How to Mud Drywall How to Mud Drywall
To achieve seamless joints with flat smooth surfaces when installing drywall, a technique called “mudding” is required. The process may sound like something that could end up being a messy process, but a basic application of premixed mud/compound is relatively easy to do.
Types of Mud
There are two types of drywall mud: powdered and premixed. The powdered compound, which is also referred to as setting mud, requires mixing with water. Premixed mud has already been blended and is ready to use.
Premixed also comes in various types such as all-purpose, topping mud, and lightweight all-purpose mud. Powdered mud is available as timed drywall mud and easy-to-sand setting mud.
Types of Tape
Mud and tape go hand-in-hand. They are a team working together as a bonding unit. The combination prevents cracks in the finished wall. The three types of tape are pre-formed, mesh, and paper.
Steps for Mudding Drywall
For example purposes, this article discusses how to mud drywall using paper tape and all-purpose premixed drywall (joint) compound.
Place the canvas drop cloth over the entire floor. It’s recommended to use canvas versus plastic as plastic tends to become slick when drywall splatters adhere to the cloth’s surface.
Prepare yourself from drywall splatter by putting on old clothes and protecting your eyes by wearing goggles or safety glasses.
Remove the lid from the premixed mud. Place the large bucket filled with water nearby so you can clean the taping knives as you work.
With the drywall panels mounted and secured, place a quantity of mud on the mud pan or tray. Use the 6-inch taping knife to scoop up and place a dab of mud to fill in and cover screw indentations and nail heads. Use the knife edge to smooth out the mud.
There will be spaces or small creases (joints) where drywall panels meet. Using the 6-inch taping knife, apply mud evenly along the joint filling in the space. Smooth out the mud using the knife edge.
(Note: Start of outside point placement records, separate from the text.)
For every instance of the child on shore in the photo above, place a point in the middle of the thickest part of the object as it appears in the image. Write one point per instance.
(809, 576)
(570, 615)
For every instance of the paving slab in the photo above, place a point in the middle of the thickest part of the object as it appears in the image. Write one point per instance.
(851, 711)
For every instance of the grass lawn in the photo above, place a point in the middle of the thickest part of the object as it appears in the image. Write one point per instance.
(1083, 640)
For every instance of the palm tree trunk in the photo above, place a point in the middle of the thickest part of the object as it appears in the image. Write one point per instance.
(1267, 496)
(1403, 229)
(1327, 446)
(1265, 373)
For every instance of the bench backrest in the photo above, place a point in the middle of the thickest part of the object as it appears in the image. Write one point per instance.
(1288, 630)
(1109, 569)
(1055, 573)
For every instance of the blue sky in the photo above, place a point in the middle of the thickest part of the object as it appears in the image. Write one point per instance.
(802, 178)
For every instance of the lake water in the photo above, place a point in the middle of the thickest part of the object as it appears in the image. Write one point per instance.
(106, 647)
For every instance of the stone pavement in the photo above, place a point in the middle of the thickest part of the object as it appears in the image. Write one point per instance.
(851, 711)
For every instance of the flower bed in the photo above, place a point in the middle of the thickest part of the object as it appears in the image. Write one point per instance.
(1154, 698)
While the applied mud is still wet along the seams/joints, cut a piece of paper tape the length of the seam and place it along the joint. Press the 6-inch taping knife against the tape and gently smooth it into the still wet mud. Press gently but hard enough to work out any bubbles created in the mud. Use the knife edge to wipe away any excess compound.
Use the same steps for applying mud to both sides of the corners and then use the corner taping tool/trowel to evenly spread the mud. Place a pre-cut and pre-creased length of paper tape along the seam. Use the 6-inch taping knife to smooth the paper tape over the mud. Take the edge of the knife to work the tape gently into the corner. This is referred to as “bedding.” Remove excess mud with the taping knife.
Let the applied mud dry thoroughly. Once dry, apply a thin second coat of mud to screw and nail indentations and corners.
Let dry, then apply a very thin third coat of mud using the 10-inch taping knife. Use the knife edge to “feather out” the mud so the edges are as thin as possible.
Let dry. Put on goggles and respirator in preparation for sanding the mud.
Use your choice of sander to smooth out all mudded joints and screw and nail indentations. The goal is to sand the mud until it's completely smooth. You do not want to leave rough edges along the seams, nor do you want to leave raised areas of mud on the wall. The drywall mud should be sanded until it's flat and smooth.
Once the mud has been sanded to perfection, the wall is ready to be painted or have wallpaper applied.
Warning: When using a sander, be sure to wear the respirator and the goggles as the mud creates a fine dust. The goggles also serve to protect eyes from mud splatters.